Знаю, что актёры, которые много снимаются, относятся к подобным вещам очень просто. Называют коллег условными кинодружочками: пока я тут, дружу со всеми, а потом мне это будет не нужно. Я не готова тратиться на формальное общение, потому что у меня есть жажда и желание узнавать людей, интересоваться их жизнями, существованием внутри профессии.
Некоторые владеют уникальным талантом: умеют со всеми поддерживать связь: и о дне рождения не забудут, и мем вовремя скинут, и с Яблочным спасом поздравят. Я знакомлюсь с людьми в надежде на дружбу, но понимаю, что времени катастрофически не хватает. Иногда прямо заставляю себя писать приятелям, потому что все люди разные. Например, я не страдаю от того, что редко вижусь с друзьями, — для меня человек не отдалится даже с одной встречей раз в полгода. Но иногда люди думают, что ты от них дистанцируешься, поэтому учусь поддерживать дружбу.
В этом плане нам супер с Катей Новокрещеновой: можем не общаться месяц, но она скинет какой-нибудь мем из серии «Я покакал», и разговор завяжется. Наш диалог всегда заканчивается фразой «Я тебя так люблю». Когда мне плохо, захожу туда и слушаю её голосовые с искренними комплиментами и теплотой. Люблю людей, которые не обижаются и всё понимают. Как мы в школе постоянно переписывались в соцсетях? Наверное, это издержки взрослой жизни.

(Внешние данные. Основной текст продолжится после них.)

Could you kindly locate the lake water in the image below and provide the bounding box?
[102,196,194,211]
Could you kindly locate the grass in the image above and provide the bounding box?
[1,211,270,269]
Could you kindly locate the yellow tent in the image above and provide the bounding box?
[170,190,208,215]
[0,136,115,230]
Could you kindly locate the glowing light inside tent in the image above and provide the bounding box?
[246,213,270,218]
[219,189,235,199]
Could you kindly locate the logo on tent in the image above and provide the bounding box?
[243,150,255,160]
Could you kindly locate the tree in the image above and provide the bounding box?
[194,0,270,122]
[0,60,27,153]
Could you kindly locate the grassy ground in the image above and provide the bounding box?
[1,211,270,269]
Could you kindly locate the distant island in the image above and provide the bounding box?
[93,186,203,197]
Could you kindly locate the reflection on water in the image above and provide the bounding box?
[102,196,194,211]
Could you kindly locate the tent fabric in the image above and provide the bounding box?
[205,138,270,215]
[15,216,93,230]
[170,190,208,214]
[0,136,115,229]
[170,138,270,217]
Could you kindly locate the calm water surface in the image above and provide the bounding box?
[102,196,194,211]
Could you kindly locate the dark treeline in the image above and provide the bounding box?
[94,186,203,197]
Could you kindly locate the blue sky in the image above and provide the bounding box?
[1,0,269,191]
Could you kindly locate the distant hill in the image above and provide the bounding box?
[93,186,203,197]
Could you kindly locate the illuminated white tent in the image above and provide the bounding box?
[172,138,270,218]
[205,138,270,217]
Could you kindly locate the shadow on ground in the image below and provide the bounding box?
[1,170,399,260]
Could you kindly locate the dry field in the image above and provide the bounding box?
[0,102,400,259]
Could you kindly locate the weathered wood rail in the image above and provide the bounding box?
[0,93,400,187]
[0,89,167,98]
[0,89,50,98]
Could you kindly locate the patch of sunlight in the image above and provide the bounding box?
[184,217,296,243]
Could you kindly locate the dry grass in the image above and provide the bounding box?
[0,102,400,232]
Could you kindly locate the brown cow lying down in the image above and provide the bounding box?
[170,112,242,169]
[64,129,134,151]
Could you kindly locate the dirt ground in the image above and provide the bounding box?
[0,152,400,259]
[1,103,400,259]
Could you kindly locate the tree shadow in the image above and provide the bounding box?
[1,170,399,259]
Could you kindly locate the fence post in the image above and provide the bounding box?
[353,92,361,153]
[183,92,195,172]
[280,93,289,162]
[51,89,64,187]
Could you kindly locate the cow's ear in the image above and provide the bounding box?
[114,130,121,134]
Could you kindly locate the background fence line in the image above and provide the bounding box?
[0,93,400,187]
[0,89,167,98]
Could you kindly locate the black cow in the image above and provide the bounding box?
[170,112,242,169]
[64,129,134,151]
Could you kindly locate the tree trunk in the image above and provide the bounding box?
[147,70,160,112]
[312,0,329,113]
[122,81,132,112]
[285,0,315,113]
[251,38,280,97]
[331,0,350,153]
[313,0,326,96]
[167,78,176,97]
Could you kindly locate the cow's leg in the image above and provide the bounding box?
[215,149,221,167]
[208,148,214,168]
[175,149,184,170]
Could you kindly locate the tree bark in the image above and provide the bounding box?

— Чувствуешь ли ты недостаток киношного образования в театральных вузах? Расскажи о своём опыте.
— Важно понимать, что ни в каких театральных институтах не учат работе в кино. Ты можешь получить опыт только на съёмочной площадке. Во ВГИКе есть несколько плюсов. Первое время студенты-режиссёры звали нас сниматься в учебных работах. Там не страшно ошибаться.
При этом я понимаю: если бы получала актёрский опыт только на площадке, мне бы его не хватало. Чувствую, в чём институт помог. Спасибо моему педагогу, Наталье Александровне Волошиной, которая очень много сделала для меня — даже разбирала пробы. Повезло, что наши преподаватели не против съёмок.
— Были ли у тебя проблемы в работе с хромакеем без подготовки?
— Абсолютно нет. Меня очень легко увлечь. Я азартная в плане профессии и опыта. Даже с каскадёрскими трюками: сначала говорю, как мне страшно, а потом меня не угомонить. В «Подростках в космосе» меня подвешивали на тросе, а я кричала: «Выше-выше, сейчас ещё сальтуху буду крутить!» Мне сразу становится весело, а страх куда-то пропадает. Так что сложно не было: я чётко выполняла команды режиссёра и каскадёров.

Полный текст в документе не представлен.